My first ThinkPad was an IBM T40p. The build quality was rock solid. It got me through college and I carried that thing on my back nearly every day for four years. As a sys admin I have deployed many IBM and Lenovo ThinkPads. The T4x was well built machine, and ran for a long time but tended to need repairs just after the warranty period. Since we had a fleet of identical machines I had plenty of systems to cannibalize. The decline in quality was hardly noticeable at this point.
I used a T420 for work for a while. It seemed nice. I had no complaints, but I didn’t get to keep it long since I didn’t stick around.

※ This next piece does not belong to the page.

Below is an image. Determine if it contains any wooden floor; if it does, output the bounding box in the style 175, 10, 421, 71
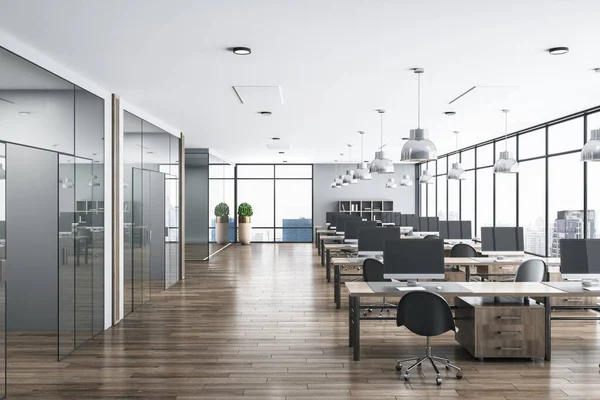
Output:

Now I have a new T530 and the build quality SUCKS! The chicklet/island style keyboard wouldn’t be bad, but the flex is terrible especially at the top edge by the F keys. I don’t like the new keyboard layout with the different bottom left corner (fn, ctrl, win, alt). The monitor/lid flexes a lot when opening and closing and there is a lot of play left in the monitor after the hinge has latched. Also, there is a gap at the back edge when closed. Picking up a closed laptop from the back edge will again flex the monitor. The battery is loose and rattles when locked in place. That is about everything I can remember about it right now. Oh, the power brick for it is huge, like a brick. One thing that good about it that I can say is that it is smoking fast, but I think I have Intel to thank for that.
While ThinkPad’s quality has been declining, Inspiron and Vostro quality has been improving. The thing I don’t like about their 15” is the 10 key. It forces you to have an offset keyboard, but overall it has a good build quality. Not as good as the old ThinkPads, but better than the new ThinkPads. If it weren’t for the 10 key I might have gotten a Dell instead of my rickety T530.